When I heard earlier this month that the law was up for repeal, I wept for a while. It was never used against my mother, but I remember the day a police officer came to our home on one of the many occasions when she tried to take her own life. I was about 12 years old. He sat on our dark-red Rexine sofa and talked quietly with my father. He smelled acrid, of sweat in polyester, and refused an offer of tea, the standard gesture of hospitality in middle-class India. He did not ask for money, but my father produced some anyway, thanking him for his time and patience. After the police officer left — having accepted that offer — I asked my father whether my mother would have been arrested otherwise. He said, “I don’t know that I can take the chance.

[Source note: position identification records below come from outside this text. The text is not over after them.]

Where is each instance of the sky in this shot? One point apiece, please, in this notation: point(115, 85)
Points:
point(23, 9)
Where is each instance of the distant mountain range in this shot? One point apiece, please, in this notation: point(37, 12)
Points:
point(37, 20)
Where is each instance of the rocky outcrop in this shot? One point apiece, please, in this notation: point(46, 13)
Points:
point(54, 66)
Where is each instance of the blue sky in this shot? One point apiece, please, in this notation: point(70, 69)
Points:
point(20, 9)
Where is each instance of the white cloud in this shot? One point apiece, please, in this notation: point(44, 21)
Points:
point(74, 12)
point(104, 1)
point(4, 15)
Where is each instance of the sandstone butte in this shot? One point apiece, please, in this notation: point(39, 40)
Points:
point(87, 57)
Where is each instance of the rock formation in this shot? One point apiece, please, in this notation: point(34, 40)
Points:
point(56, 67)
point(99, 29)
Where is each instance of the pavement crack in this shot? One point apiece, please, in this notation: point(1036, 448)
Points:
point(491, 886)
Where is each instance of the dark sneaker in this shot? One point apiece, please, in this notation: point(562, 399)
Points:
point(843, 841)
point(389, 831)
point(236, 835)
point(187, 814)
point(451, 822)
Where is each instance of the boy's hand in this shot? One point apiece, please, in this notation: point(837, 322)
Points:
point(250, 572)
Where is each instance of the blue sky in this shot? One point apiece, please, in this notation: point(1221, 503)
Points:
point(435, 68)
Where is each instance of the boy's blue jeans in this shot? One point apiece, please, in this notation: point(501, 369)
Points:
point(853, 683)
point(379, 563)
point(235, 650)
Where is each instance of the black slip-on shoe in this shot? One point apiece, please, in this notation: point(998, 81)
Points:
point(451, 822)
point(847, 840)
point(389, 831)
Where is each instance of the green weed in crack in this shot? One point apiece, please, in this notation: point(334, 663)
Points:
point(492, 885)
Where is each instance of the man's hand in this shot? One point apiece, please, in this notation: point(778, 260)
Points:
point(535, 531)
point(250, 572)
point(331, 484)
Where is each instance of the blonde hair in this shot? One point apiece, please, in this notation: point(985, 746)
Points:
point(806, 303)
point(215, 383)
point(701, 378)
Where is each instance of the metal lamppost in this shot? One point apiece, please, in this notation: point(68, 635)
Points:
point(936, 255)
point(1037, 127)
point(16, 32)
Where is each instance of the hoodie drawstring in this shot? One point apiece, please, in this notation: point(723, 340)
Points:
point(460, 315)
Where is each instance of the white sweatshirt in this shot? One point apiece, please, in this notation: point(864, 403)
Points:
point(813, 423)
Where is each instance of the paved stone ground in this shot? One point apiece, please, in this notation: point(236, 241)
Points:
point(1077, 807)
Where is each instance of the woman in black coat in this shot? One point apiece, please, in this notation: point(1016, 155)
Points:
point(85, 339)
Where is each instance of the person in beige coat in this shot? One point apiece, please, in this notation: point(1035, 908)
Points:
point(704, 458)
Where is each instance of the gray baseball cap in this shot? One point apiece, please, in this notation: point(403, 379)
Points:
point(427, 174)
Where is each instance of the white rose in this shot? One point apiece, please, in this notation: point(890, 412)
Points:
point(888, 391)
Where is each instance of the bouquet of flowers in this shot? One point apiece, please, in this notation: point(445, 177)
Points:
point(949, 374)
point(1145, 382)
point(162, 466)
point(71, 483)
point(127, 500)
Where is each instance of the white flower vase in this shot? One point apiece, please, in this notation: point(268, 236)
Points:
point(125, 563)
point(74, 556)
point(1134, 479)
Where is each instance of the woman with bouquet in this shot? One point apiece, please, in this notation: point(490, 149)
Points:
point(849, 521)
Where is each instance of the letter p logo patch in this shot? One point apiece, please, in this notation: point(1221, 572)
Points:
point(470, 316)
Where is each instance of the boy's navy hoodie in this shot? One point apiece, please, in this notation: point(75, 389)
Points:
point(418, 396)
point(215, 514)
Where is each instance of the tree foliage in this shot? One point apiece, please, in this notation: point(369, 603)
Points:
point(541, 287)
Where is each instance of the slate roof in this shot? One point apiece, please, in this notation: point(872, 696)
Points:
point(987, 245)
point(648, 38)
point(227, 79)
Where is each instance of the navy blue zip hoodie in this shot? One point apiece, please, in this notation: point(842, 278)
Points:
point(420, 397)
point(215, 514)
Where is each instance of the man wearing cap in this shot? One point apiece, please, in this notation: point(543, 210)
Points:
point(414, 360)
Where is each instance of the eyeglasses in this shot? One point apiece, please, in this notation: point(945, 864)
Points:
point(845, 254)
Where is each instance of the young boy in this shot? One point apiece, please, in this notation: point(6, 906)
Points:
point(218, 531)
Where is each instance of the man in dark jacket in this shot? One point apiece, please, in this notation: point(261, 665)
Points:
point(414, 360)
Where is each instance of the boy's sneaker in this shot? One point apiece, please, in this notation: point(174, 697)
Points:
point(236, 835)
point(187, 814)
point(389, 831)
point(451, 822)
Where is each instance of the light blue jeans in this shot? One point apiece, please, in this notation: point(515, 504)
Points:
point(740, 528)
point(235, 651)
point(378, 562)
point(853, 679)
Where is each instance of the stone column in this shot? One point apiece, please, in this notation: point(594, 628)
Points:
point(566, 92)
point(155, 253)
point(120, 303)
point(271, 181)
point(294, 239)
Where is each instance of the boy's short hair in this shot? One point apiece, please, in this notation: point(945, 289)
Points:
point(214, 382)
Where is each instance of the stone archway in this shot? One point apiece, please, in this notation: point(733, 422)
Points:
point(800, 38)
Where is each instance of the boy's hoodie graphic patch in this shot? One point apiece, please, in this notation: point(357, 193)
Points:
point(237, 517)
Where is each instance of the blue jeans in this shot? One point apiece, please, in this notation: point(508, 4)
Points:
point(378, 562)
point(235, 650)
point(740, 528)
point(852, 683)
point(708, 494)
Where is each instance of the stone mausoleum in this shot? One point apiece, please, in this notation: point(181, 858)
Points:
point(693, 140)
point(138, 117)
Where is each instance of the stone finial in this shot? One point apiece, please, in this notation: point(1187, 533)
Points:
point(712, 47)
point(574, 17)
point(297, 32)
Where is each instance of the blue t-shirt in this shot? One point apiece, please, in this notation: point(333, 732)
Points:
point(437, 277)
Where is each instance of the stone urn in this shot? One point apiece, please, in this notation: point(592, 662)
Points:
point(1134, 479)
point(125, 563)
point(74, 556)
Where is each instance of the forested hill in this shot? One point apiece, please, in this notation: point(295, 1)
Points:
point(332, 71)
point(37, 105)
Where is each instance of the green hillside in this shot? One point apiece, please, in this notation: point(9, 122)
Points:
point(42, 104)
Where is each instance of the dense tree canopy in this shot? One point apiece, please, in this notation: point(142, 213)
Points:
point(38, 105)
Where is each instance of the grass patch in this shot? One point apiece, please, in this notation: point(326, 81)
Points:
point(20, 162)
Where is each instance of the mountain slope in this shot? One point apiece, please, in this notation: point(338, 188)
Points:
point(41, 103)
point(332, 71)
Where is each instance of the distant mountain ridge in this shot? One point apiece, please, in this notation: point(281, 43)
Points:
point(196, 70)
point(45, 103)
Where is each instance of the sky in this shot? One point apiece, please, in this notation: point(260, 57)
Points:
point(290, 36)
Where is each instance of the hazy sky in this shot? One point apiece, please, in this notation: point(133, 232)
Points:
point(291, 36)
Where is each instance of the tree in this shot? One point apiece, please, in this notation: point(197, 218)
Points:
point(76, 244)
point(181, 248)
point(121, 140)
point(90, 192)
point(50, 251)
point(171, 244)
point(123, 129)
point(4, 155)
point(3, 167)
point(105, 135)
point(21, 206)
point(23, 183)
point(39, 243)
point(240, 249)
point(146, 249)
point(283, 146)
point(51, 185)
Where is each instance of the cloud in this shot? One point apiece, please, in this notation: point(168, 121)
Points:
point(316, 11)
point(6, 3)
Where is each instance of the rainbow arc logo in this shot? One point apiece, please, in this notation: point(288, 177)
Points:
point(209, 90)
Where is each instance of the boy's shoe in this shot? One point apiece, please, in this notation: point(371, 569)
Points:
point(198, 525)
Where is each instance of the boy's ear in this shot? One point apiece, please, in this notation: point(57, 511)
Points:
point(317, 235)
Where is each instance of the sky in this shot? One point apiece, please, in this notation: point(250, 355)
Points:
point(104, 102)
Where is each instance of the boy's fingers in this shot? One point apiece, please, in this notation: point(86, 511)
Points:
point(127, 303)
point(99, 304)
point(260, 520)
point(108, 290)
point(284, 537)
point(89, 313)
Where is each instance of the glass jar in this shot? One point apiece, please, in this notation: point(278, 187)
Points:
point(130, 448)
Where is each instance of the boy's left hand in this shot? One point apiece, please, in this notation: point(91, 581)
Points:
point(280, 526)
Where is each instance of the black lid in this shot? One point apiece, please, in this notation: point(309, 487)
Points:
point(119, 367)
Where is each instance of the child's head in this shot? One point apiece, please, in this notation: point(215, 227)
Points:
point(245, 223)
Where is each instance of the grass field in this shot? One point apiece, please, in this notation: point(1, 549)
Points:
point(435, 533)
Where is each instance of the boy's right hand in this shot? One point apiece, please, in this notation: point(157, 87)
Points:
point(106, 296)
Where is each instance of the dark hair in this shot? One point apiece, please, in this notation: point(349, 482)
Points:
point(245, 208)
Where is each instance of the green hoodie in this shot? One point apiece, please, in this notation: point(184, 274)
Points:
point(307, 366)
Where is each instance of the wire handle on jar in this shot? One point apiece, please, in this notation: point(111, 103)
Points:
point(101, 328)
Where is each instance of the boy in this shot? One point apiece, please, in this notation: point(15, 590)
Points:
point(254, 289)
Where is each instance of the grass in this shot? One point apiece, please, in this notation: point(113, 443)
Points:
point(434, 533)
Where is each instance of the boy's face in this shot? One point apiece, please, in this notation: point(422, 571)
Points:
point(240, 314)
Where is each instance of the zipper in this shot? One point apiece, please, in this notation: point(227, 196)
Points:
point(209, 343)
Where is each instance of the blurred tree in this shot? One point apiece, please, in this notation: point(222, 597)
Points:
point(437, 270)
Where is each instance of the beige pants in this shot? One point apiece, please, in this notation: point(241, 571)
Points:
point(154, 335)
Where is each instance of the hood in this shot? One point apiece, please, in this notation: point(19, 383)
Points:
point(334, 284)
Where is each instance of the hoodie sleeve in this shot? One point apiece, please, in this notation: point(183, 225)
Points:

My mother was a chronic suicide. We paid again and again. When one day she had a genuine accident while crossing the road, a police officer turned up again, convinced she had been at it once more. My father paid so much that time, in hospital bills and bribes, that we had to give up the dream of moving to a bigger home.

Not all people who attempt suicide are mentally ill: There are Indians who want to kill themselves for religious reasons, like some Jains, or out of political conviction.

In several northeastern territories, the draconian 1958 Armed Forces Special Powers Act allows officers to fire at people suspected of acting against the state. In 2004, the women of Manipur State demonstrated against it by stripping naked and carrying a banner that read “Indian Army Rape Us.” One of the most poignant protests has been the campaign of Irom Chanu Sharmila, who in 2000, when she was 28 years old, began a hunger strike to call for the AFSPA’s repeal. She has not voluntarily eaten food since.

Every year, Ms. Sharmila is arrested, detained, force-fed through a nasal tube while in custody and released. Then she declares she will continue her fast and is arrested again. The charge? Attempt to commit suicide. The sentence? Up to a year.

What next? India is now deciding whether to allow citizens like Ms. Sharmila the ultimate freedom: the right to refuse to continue living, for whatever reason they choose. India, in other words, is deciding whether to be a true democracy.

Jerry Pinto is the author of Em and the Big Hoom.